The Commission's approach is ‘as open as possible, as closed as necessary’ and the open access requirement only applies to research data related to scientific publications. They define research data to include statistics, results of experiments, measurements, observations resulting from fieldwork, survey results, interview recordings and images.
Data management costs are fully eligible for funding under Article 6 and Article 6.2.D.3 of the H2020 Grant Agreement or under other Articles relevant for the cost category chosen.
Beneficiaries of ERC grants can opt out of sharing research data without having to give a reason.
The European Commission has produced useful fact sheets / FAQs on:
A number of useful other resources are also available:
Step 1: Plan to share from the start
It's important to plan for sharing of research data from the start of you project.
- When negotiating consortia it's important to discuss sharing of data to make sure potential difficulties or conflicts are overcome in advance.

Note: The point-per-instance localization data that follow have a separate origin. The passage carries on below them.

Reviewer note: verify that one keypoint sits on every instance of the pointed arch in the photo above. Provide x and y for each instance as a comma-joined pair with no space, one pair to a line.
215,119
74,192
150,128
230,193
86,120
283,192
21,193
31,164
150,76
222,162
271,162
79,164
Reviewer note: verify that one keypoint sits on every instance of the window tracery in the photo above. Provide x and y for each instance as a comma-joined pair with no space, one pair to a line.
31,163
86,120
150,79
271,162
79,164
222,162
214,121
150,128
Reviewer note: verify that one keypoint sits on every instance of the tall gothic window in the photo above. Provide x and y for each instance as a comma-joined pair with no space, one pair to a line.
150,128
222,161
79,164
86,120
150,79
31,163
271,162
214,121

- Sharing of data should also be considered when negotiating licenses or obtaining informed consent from human subjects.
- While costs related to open access to research data in Horizon 2020 are eligible for reimbursement these can't be included retrospectively.

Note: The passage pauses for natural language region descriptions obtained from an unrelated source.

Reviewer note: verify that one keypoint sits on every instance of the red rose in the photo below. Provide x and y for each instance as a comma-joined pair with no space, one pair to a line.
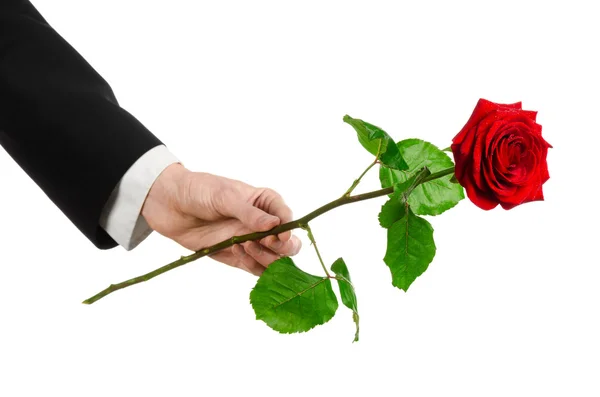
500,156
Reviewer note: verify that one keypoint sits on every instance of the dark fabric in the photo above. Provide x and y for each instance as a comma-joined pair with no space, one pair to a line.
60,121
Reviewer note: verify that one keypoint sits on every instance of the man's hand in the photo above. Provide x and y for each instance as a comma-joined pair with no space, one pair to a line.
198,210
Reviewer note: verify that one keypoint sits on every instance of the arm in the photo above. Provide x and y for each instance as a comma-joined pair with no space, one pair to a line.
60,121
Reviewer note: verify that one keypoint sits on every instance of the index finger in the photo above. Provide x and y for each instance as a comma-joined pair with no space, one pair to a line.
272,202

Step 2: Create a Data Management Plan (DMP)
A Data Management Plan (DMP) is a project deliverable and the initial version is due at the 6 month mark. This is not a fixed document and should be updated as the project progresses. A DMP is not part of the proposal evaluation but you can include details of research data management (RDM) under the ‘Impact’ criterion, for example, what standards will be used, how data will be shared and how data will be curated and preserved.
Your DMP should describe the data your research will generate, how you will ensure its curation, preservation and sustainability, what parts of that data will be open and how you plan to achieve this. One DMP should be prepared to cover all datasets, you do not need multiple DMPs.The Commission provides a template based on the FAIR data principles but you don't have to use their template. The FAIR data principles state that data should be findable, accessible, interoperable and re-usable.
Step 3: Making data open
Research data must be deposited, preferably in a research data repository. You can use the Registry of Research Data Repositories (re3data.org) to help find a suitable discipline specific repository. If no discipline specific repository exists consider using Zenodo. THis is a collaboration between OpenAIRE and CERN and allows researchers to deposit both publications and data and create links between them.
Metadata describing the data and contextual information about the data should also be provided, ensuring that the data can be reused.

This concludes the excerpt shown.